I’ve come to learn that the key to anxiety is not to eliminate it, but rather to coexist with it. It would be both naive and irrational to believe that I would be able to just stop feeling my anxiety, so I’ve had to change my mindset. I am allowed to experience my emotions; I am allowed to feel my emotions, but I will do everything in my power to not let them control me. Even when something terrifies me, whether that be a social event or conversation, if I or someone else will benefit from it, I will try my best to be there.
"The journey is about progress, not perfection, and from where I started to where I am now, is something about which I will forever be proud."
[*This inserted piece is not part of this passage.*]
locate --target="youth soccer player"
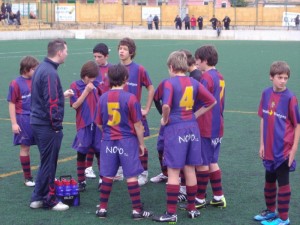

The growth I have seen in myself during my time at Duke has been exponential. It is something that I attribute to those with whom I have surrounded myself. My friends and family have not only given me the grace to experiment with my confidence, but have also pushed me to moments of growth knowing what was best for my development. I have also embraced different forms of therapy which have been hugely beneficial. I can sit here and act as if I have found the key to mastering my emotions, but that would be far from the truth. I often still have bad days where I let myself become overwhelmed and unable to complete the task I have ahead of me, instead opting for more comfortable situations. The journey is about progress, not perfection, and from where I started to where I am now, is something about which I will forever be proud.

Anxiety, although widely understood and experienced, is debilitating. For many, it is something that happens in a certain situation once every few weeks, but for me it is something I experience every day. There aren’t many days I wake up without a feeling of anxiety in the pit in my stomach. The person I present myself as, and the person I truly am, have many differences. To my teammates and friends I am bubbly, confident, and funny, but there is so much more to adult Hannah than that. There is also another side to me who isolates herself when anxious, which becomes confusing to those who don’t truly understand my internal battle.
" I have found strength in knowing that even though that safety net will always be there for me, I can flourish without it. "

Right now as I am writing this piece, I am in my last semester at Duke University. These are my last few months with any sense of certainty and familiarity. I have no idea where the future will take me. I hold onto the peace that life will work itself out and I will end where I am meant to be. Even if, right now, I don't know where that is. Coming to Duke has been the best thing that has ever happened to me. Looking back at the person I was before, I feel like Hannah is almost unrecognizable. If I had never been brave enough to take that chance, who knows how much my anxiety would be restricting me currently. With jobs, athletics, and school combined, I have had to learn to spend time away from my family. I have found strength in knowing that even though that safety net will always be there for me, I can flourish without it.